I think multiple dispatch (useful as it is) is a little overrated. There's a significant portion of the time where I know I have a closed set of cases to cover, and an enum type with a match-like syntax would have worked better for that. For interfaces, multiple dispatch is good but again I would have preferred a trait based approach with static type checking.
I largely think multiple dispatch works well in Julia, and it enables writing performant code in an elegant manner. I mostly have smaller gripes about subtyping and the patterns it encourages with multiple dispatch in Julia, and larger gripes about the lack of tooling in Julia.
But multiple dispatch is also a hammer where every problem in Julia looks like a nail. And there isn't enough discussion, official or community driven, that expands on this. In my experience the average developer to Julia tends to reach for multiple dispatch without understanding why, mostly because people keep saying it is the best thing since sliced bread.
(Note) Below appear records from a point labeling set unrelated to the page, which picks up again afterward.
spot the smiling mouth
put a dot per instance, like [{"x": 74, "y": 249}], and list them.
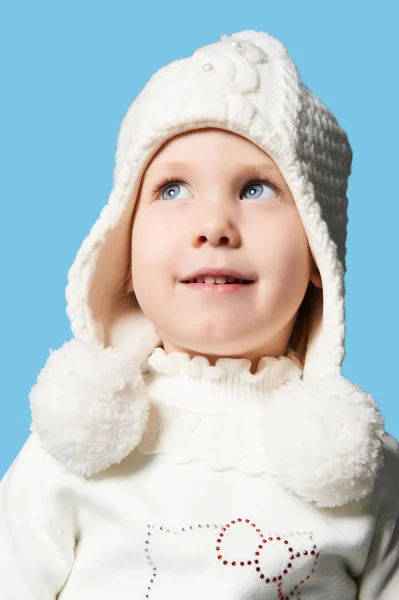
[{"x": 220, "y": 280}]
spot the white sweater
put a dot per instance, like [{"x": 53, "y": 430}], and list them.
[{"x": 192, "y": 512}]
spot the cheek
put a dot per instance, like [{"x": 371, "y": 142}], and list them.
[
  {"x": 150, "y": 246},
  {"x": 283, "y": 244}
]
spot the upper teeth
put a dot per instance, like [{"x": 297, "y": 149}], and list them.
[{"x": 222, "y": 279}]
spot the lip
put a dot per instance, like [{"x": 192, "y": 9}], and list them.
[{"x": 203, "y": 272}]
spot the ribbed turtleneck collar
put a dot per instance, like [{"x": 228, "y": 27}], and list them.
[{"x": 195, "y": 384}]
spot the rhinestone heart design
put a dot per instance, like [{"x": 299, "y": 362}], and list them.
[{"x": 254, "y": 561}]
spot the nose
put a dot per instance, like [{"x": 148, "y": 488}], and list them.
[{"x": 216, "y": 224}]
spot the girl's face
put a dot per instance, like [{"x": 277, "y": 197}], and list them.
[{"x": 226, "y": 206}]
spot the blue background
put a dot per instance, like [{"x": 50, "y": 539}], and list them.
[{"x": 69, "y": 72}]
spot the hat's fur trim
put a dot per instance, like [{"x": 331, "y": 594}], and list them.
[{"x": 323, "y": 442}]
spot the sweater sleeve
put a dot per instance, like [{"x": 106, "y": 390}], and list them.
[
  {"x": 380, "y": 577},
  {"x": 36, "y": 534}
]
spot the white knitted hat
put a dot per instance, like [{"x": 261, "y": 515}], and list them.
[{"x": 245, "y": 83}]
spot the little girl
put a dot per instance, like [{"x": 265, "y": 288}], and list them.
[{"x": 196, "y": 438}]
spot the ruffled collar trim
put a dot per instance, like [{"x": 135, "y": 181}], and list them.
[
  {"x": 193, "y": 383},
  {"x": 321, "y": 439}
]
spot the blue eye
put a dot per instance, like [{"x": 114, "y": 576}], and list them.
[
  {"x": 171, "y": 191},
  {"x": 255, "y": 189}
]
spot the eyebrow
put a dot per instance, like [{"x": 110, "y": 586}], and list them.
[{"x": 259, "y": 168}]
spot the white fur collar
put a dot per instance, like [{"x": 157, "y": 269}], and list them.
[{"x": 324, "y": 443}]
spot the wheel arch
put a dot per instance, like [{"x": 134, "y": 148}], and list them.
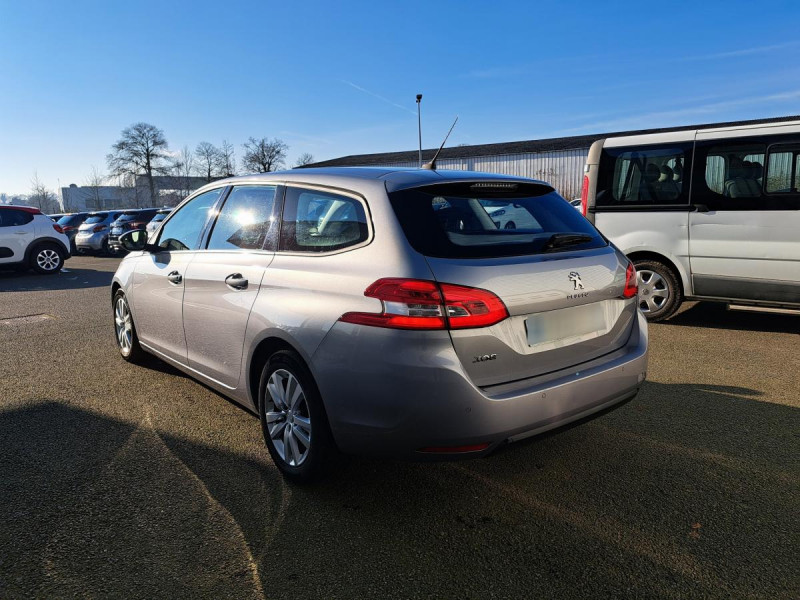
[{"x": 683, "y": 278}]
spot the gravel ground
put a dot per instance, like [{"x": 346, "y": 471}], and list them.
[{"x": 120, "y": 480}]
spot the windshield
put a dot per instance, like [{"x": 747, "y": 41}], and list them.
[{"x": 469, "y": 220}]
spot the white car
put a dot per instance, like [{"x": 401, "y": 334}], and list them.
[{"x": 30, "y": 239}]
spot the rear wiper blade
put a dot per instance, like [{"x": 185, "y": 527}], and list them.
[{"x": 560, "y": 240}]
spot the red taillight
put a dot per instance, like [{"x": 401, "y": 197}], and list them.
[
  {"x": 631, "y": 284},
  {"x": 585, "y": 195},
  {"x": 420, "y": 304}
]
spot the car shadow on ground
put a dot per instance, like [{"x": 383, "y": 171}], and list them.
[
  {"x": 689, "y": 490},
  {"x": 716, "y": 315},
  {"x": 67, "y": 279}
]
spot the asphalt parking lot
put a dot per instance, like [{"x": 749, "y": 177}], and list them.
[{"x": 119, "y": 480}]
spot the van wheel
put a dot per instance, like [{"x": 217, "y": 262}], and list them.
[
  {"x": 47, "y": 259},
  {"x": 660, "y": 293},
  {"x": 293, "y": 419}
]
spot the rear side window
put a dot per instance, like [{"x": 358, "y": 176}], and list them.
[
  {"x": 245, "y": 219},
  {"x": 783, "y": 170},
  {"x": 14, "y": 218},
  {"x": 316, "y": 221},
  {"x": 746, "y": 174},
  {"x": 644, "y": 176},
  {"x": 476, "y": 220}
]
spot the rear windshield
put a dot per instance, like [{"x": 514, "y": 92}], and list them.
[
  {"x": 485, "y": 220},
  {"x": 70, "y": 220}
]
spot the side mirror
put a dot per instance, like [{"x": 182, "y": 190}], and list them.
[{"x": 136, "y": 241}]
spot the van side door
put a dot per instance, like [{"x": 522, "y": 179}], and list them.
[{"x": 743, "y": 235}]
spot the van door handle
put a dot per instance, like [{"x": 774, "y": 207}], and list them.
[{"x": 236, "y": 281}]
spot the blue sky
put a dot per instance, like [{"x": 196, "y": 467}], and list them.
[{"x": 340, "y": 78}]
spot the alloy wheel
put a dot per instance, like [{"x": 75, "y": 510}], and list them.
[
  {"x": 48, "y": 259},
  {"x": 653, "y": 291},
  {"x": 288, "y": 419},
  {"x": 123, "y": 325}
]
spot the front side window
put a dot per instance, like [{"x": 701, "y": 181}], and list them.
[
  {"x": 245, "y": 219},
  {"x": 643, "y": 175},
  {"x": 315, "y": 221},
  {"x": 184, "y": 228},
  {"x": 14, "y": 218}
]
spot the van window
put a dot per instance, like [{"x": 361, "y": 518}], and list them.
[
  {"x": 316, "y": 221},
  {"x": 644, "y": 176},
  {"x": 783, "y": 170},
  {"x": 731, "y": 175}
]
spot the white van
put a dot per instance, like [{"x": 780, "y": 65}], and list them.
[{"x": 704, "y": 214}]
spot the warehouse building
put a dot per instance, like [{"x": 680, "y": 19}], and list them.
[{"x": 559, "y": 161}]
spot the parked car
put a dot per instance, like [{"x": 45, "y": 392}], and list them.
[
  {"x": 705, "y": 214},
  {"x": 70, "y": 224},
  {"x": 383, "y": 312},
  {"x": 156, "y": 220},
  {"x": 93, "y": 233},
  {"x": 128, "y": 221},
  {"x": 30, "y": 239}
]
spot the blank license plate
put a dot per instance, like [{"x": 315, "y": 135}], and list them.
[{"x": 565, "y": 323}]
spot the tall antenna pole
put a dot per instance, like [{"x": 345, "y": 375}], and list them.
[{"x": 419, "y": 125}]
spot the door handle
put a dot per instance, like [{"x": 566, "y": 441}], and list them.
[{"x": 236, "y": 281}]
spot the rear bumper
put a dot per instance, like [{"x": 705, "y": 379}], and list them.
[{"x": 404, "y": 393}]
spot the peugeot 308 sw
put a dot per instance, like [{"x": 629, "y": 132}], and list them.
[{"x": 384, "y": 311}]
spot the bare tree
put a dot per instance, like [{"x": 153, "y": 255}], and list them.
[
  {"x": 227, "y": 160},
  {"x": 41, "y": 197},
  {"x": 142, "y": 150},
  {"x": 184, "y": 168},
  {"x": 94, "y": 183},
  {"x": 208, "y": 158},
  {"x": 304, "y": 159},
  {"x": 264, "y": 155}
]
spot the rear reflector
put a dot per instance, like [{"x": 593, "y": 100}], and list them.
[
  {"x": 454, "y": 449},
  {"x": 585, "y": 195},
  {"x": 631, "y": 283},
  {"x": 424, "y": 305}
]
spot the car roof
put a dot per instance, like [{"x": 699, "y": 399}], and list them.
[{"x": 394, "y": 178}]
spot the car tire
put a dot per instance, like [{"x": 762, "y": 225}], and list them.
[
  {"x": 46, "y": 259},
  {"x": 294, "y": 424},
  {"x": 660, "y": 293},
  {"x": 125, "y": 330}
]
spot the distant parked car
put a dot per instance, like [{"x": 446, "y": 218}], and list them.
[
  {"x": 129, "y": 220},
  {"x": 70, "y": 224},
  {"x": 156, "y": 220},
  {"x": 93, "y": 232},
  {"x": 30, "y": 239}
]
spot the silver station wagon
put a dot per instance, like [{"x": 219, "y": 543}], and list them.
[{"x": 386, "y": 312}]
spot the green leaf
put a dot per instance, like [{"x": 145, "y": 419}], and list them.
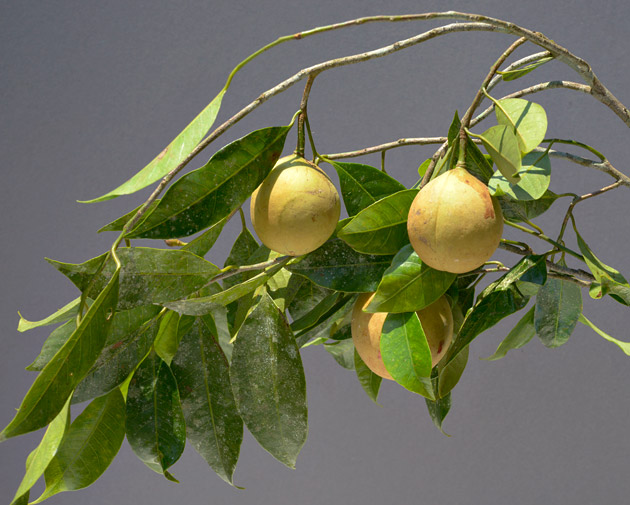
[
  {"x": 438, "y": 410},
  {"x": 335, "y": 265},
  {"x": 124, "y": 349},
  {"x": 363, "y": 185},
  {"x": 147, "y": 276},
  {"x": 380, "y": 228},
  {"x": 502, "y": 145},
  {"x": 172, "y": 155},
  {"x": 343, "y": 352},
  {"x": 156, "y": 430},
  {"x": 167, "y": 338},
  {"x": 610, "y": 281},
  {"x": 41, "y": 456},
  {"x": 409, "y": 285},
  {"x": 204, "y": 242},
  {"x": 370, "y": 382},
  {"x": 52, "y": 387},
  {"x": 624, "y": 346},
  {"x": 516, "y": 210},
  {"x": 535, "y": 175},
  {"x": 65, "y": 313},
  {"x": 558, "y": 307},
  {"x": 528, "y": 121},
  {"x": 213, "y": 424},
  {"x": 268, "y": 382},
  {"x": 406, "y": 354},
  {"x": 520, "y": 335},
  {"x": 89, "y": 446},
  {"x": 511, "y": 75},
  {"x": 205, "y": 196}
]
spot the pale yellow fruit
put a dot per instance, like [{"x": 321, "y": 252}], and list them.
[
  {"x": 454, "y": 224},
  {"x": 437, "y": 323},
  {"x": 296, "y": 208}
]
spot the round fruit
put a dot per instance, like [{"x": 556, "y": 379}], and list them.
[
  {"x": 437, "y": 323},
  {"x": 454, "y": 224},
  {"x": 296, "y": 208}
]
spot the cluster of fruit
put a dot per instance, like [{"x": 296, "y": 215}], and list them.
[{"x": 454, "y": 225}]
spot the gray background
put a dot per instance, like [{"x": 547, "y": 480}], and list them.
[{"x": 91, "y": 91}]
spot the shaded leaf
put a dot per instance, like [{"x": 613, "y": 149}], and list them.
[
  {"x": 335, "y": 265},
  {"x": 520, "y": 335},
  {"x": 205, "y": 196},
  {"x": 406, "y": 354},
  {"x": 88, "y": 447},
  {"x": 156, "y": 430},
  {"x": 172, "y": 155},
  {"x": 52, "y": 387},
  {"x": 268, "y": 382},
  {"x": 380, "y": 228},
  {"x": 409, "y": 285},
  {"x": 213, "y": 424},
  {"x": 363, "y": 185}
]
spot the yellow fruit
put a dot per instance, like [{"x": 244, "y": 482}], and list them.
[
  {"x": 296, "y": 208},
  {"x": 437, "y": 323},
  {"x": 454, "y": 224}
]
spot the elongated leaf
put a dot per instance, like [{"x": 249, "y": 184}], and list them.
[
  {"x": 52, "y": 387},
  {"x": 363, "y": 185},
  {"x": 409, "y": 285},
  {"x": 172, "y": 155},
  {"x": 155, "y": 426},
  {"x": 335, "y": 265},
  {"x": 213, "y": 424},
  {"x": 205, "y": 196},
  {"x": 39, "y": 459},
  {"x": 528, "y": 121},
  {"x": 438, "y": 410},
  {"x": 609, "y": 281},
  {"x": 147, "y": 276},
  {"x": 343, "y": 352},
  {"x": 268, "y": 382},
  {"x": 116, "y": 362},
  {"x": 380, "y": 228},
  {"x": 535, "y": 176},
  {"x": 624, "y": 346},
  {"x": 370, "y": 382},
  {"x": 520, "y": 335},
  {"x": 558, "y": 307},
  {"x": 65, "y": 313},
  {"x": 502, "y": 145},
  {"x": 90, "y": 445},
  {"x": 517, "y": 73},
  {"x": 406, "y": 354}
]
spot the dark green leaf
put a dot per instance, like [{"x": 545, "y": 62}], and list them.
[
  {"x": 370, "y": 382},
  {"x": 205, "y": 196},
  {"x": 520, "y": 335},
  {"x": 147, "y": 276},
  {"x": 438, "y": 410},
  {"x": 380, "y": 228},
  {"x": 343, "y": 352},
  {"x": 41, "y": 456},
  {"x": 172, "y": 155},
  {"x": 335, "y": 265},
  {"x": 558, "y": 307},
  {"x": 409, "y": 285},
  {"x": 268, "y": 382},
  {"x": 89, "y": 446},
  {"x": 156, "y": 430},
  {"x": 55, "y": 383},
  {"x": 212, "y": 421},
  {"x": 406, "y": 354},
  {"x": 362, "y": 185}
]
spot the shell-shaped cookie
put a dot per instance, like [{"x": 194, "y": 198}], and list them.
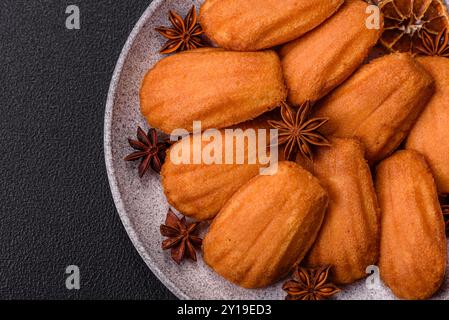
[
  {"x": 379, "y": 104},
  {"x": 413, "y": 243},
  {"x": 200, "y": 190},
  {"x": 219, "y": 88},
  {"x": 249, "y": 25},
  {"x": 349, "y": 237},
  {"x": 321, "y": 60},
  {"x": 266, "y": 227},
  {"x": 430, "y": 135}
]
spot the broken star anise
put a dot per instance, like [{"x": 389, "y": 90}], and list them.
[
  {"x": 298, "y": 131},
  {"x": 435, "y": 45},
  {"x": 406, "y": 21},
  {"x": 149, "y": 149},
  {"x": 310, "y": 284},
  {"x": 182, "y": 238},
  {"x": 185, "y": 34}
]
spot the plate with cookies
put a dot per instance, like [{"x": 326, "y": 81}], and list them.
[{"x": 295, "y": 149}]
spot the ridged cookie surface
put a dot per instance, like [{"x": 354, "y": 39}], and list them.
[
  {"x": 249, "y": 25},
  {"x": 430, "y": 134},
  {"x": 413, "y": 242},
  {"x": 219, "y": 88},
  {"x": 349, "y": 237},
  {"x": 266, "y": 227},
  {"x": 322, "y": 59},
  {"x": 379, "y": 104}
]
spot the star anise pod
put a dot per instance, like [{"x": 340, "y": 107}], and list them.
[
  {"x": 185, "y": 34},
  {"x": 182, "y": 238},
  {"x": 310, "y": 284},
  {"x": 435, "y": 45},
  {"x": 149, "y": 149},
  {"x": 406, "y": 21},
  {"x": 298, "y": 131}
]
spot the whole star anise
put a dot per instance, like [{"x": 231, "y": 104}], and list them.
[
  {"x": 185, "y": 34},
  {"x": 182, "y": 238},
  {"x": 149, "y": 150},
  {"x": 406, "y": 21},
  {"x": 435, "y": 45},
  {"x": 310, "y": 284},
  {"x": 298, "y": 131}
]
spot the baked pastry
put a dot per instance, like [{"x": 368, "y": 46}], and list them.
[
  {"x": 349, "y": 237},
  {"x": 219, "y": 88},
  {"x": 428, "y": 135},
  {"x": 200, "y": 190},
  {"x": 250, "y": 25},
  {"x": 322, "y": 59},
  {"x": 266, "y": 227},
  {"x": 413, "y": 242},
  {"x": 379, "y": 104}
]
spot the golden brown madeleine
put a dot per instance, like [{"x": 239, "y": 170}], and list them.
[
  {"x": 266, "y": 227},
  {"x": 200, "y": 190},
  {"x": 321, "y": 60},
  {"x": 429, "y": 135},
  {"x": 413, "y": 243},
  {"x": 379, "y": 104},
  {"x": 250, "y": 25},
  {"x": 349, "y": 237},
  {"x": 219, "y": 88}
]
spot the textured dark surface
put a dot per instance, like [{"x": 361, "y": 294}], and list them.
[{"x": 55, "y": 205}]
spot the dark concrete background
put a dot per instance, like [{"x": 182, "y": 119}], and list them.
[{"x": 55, "y": 205}]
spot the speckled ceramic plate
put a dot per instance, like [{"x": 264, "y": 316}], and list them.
[{"x": 141, "y": 203}]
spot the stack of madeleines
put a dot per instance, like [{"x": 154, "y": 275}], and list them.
[{"x": 329, "y": 211}]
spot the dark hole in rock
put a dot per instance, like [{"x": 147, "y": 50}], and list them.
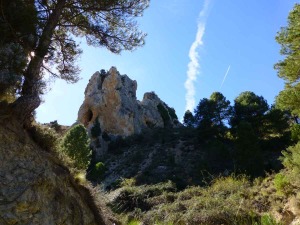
[{"x": 88, "y": 117}]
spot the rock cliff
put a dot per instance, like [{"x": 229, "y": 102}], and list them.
[
  {"x": 36, "y": 189},
  {"x": 111, "y": 99},
  {"x": 111, "y": 107}
]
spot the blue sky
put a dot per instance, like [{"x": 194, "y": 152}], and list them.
[{"x": 234, "y": 33}]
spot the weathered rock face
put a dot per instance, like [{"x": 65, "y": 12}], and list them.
[
  {"x": 36, "y": 189},
  {"x": 110, "y": 98}
]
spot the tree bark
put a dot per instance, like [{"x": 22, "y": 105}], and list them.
[{"x": 29, "y": 100}]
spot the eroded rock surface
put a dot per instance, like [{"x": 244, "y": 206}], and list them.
[
  {"x": 111, "y": 103},
  {"x": 36, "y": 189}
]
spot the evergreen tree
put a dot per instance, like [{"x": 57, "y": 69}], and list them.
[
  {"x": 247, "y": 154},
  {"x": 76, "y": 145},
  {"x": 289, "y": 67},
  {"x": 251, "y": 108},
  {"x": 188, "y": 119},
  {"x": 211, "y": 115},
  {"x": 109, "y": 24}
]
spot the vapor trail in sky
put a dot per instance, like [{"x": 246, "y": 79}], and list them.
[
  {"x": 225, "y": 76},
  {"x": 194, "y": 66}
]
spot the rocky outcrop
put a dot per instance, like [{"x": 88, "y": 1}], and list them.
[
  {"x": 110, "y": 102},
  {"x": 36, "y": 189}
]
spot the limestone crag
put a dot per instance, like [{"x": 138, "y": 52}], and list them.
[{"x": 110, "y": 98}]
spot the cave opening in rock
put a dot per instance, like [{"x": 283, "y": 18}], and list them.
[{"x": 88, "y": 117}]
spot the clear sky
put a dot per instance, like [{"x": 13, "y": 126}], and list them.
[{"x": 190, "y": 47}]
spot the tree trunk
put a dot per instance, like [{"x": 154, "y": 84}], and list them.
[{"x": 25, "y": 105}]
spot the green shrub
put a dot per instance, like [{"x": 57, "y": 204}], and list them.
[
  {"x": 76, "y": 145},
  {"x": 97, "y": 171},
  {"x": 295, "y": 132},
  {"x": 281, "y": 183},
  {"x": 268, "y": 220}
]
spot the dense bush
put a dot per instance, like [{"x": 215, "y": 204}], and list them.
[
  {"x": 97, "y": 172},
  {"x": 76, "y": 145}
]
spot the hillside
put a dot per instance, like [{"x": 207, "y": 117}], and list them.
[{"x": 36, "y": 188}]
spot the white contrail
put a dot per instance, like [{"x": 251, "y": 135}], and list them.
[
  {"x": 225, "y": 76},
  {"x": 193, "y": 66}
]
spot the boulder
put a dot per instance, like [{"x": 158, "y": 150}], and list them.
[{"x": 110, "y": 102}]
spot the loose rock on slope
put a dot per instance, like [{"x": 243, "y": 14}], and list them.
[{"x": 36, "y": 189}]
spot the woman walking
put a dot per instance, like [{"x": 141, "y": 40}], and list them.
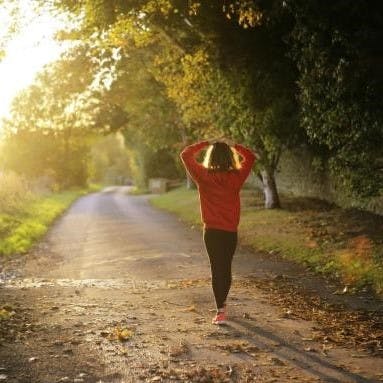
[{"x": 219, "y": 180}]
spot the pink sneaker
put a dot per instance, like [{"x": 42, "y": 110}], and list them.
[{"x": 220, "y": 318}]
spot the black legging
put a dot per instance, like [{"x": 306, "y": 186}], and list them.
[{"x": 220, "y": 246}]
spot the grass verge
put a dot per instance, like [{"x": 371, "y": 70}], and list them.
[
  {"x": 21, "y": 229},
  {"x": 346, "y": 244}
]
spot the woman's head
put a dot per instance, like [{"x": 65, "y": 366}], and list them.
[{"x": 220, "y": 157}]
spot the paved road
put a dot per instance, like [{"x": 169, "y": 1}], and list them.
[
  {"x": 111, "y": 235},
  {"x": 120, "y": 292}
]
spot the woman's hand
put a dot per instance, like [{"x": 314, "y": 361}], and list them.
[{"x": 227, "y": 141}]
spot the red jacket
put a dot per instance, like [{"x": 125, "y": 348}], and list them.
[{"x": 218, "y": 191}]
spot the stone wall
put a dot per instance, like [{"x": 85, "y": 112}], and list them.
[{"x": 301, "y": 174}]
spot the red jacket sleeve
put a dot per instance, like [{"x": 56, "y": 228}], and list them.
[
  {"x": 247, "y": 162},
  {"x": 195, "y": 169}
]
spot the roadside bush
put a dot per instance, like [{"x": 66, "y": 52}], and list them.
[{"x": 14, "y": 192}]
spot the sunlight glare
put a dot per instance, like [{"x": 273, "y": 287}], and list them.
[{"x": 27, "y": 52}]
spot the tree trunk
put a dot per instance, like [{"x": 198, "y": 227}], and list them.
[
  {"x": 270, "y": 190},
  {"x": 189, "y": 182}
]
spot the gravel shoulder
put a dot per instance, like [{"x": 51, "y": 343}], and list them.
[{"x": 120, "y": 292}]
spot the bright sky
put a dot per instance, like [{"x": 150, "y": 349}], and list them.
[{"x": 28, "y": 51}]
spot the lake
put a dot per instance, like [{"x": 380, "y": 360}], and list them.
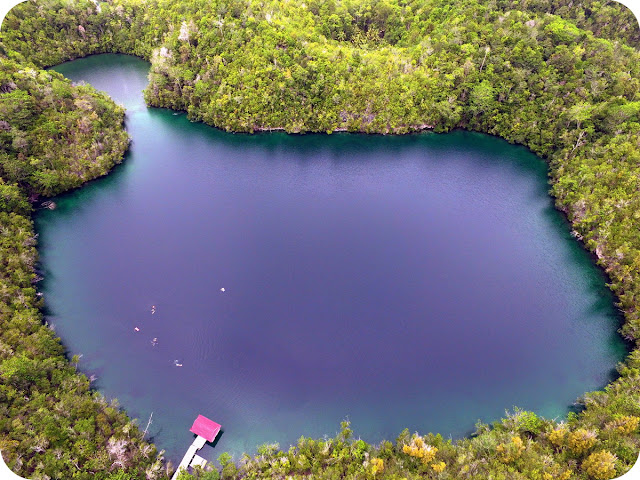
[{"x": 421, "y": 281}]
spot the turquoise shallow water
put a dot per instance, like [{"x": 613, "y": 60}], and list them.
[{"x": 422, "y": 281}]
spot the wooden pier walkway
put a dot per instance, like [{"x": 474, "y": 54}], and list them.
[{"x": 206, "y": 431}]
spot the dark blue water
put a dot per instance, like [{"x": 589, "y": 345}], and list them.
[{"x": 422, "y": 281}]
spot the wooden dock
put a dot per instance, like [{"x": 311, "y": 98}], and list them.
[{"x": 206, "y": 431}]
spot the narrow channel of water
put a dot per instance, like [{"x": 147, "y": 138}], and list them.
[{"x": 422, "y": 281}]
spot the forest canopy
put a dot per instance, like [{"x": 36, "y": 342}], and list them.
[{"x": 561, "y": 77}]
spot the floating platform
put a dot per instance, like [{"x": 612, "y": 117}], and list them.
[{"x": 206, "y": 430}]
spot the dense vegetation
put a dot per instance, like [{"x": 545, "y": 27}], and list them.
[{"x": 559, "y": 77}]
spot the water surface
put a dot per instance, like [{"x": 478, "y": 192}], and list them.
[{"x": 422, "y": 281}]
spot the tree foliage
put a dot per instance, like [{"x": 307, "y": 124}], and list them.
[{"x": 559, "y": 76}]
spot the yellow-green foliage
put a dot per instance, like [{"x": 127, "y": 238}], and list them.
[
  {"x": 581, "y": 440},
  {"x": 419, "y": 449},
  {"x": 600, "y": 465},
  {"x": 558, "y": 436},
  {"x": 377, "y": 465},
  {"x": 624, "y": 424},
  {"x": 566, "y": 85},
  {"x": 508, "y": 452}
]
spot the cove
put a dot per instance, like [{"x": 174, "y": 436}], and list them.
[{"x": 422, "y": 281}]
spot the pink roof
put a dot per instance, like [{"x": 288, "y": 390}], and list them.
[{"x": 205, "y": 428}]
wrt to hybrid languages, honestly, I think Python/Cython is extremely underrated. Sure you can design an entirely new language like Mojo or Julia, but imo it offers only incremental value over Python/Cython. I would love to peek into another universe where all that money, time and effort for Mojo and Julia went to Cython instead.
And I personally don't think Python/Rust is as bad. With a little discipline (and some tests), you can ensure your boundary is safe, for you and your team. Rust offers so much value that I would take on the pain of going through FFI. PyO3 simplifies this significantly. The development of `polars` is a good case study for how Rust empowers Python.
I think the Julia community could use some reflection on why it hasn't produced the next `polars`. My personal experience with Julia developers (both in-person and online) is that they often believe multiple dispatch is so compelling that any person that "saw the light" would obviously naturally flock to Julia. Instead, I think the real challenge is meeting users where they are and addressing their needs directly. The fastest way to grow Julia as a language is to tag along Python's success.
Would I prefer a single language that solves all my problems? Yes. But that single language is not Julia, yet, for me.
PS: I really enjoy your blog posts and comments.
Mojo has a different scope than Julia and Python, it targets inference workloads.
Polars is a dataframe library. Yes, it features vectorized operations, but it is focused on columnar data manipulation, not numerical algorithm development. I might say that this is narrow framing, people are looking at Julia through the lens of a data scientist and not of an engineer or computational scientist.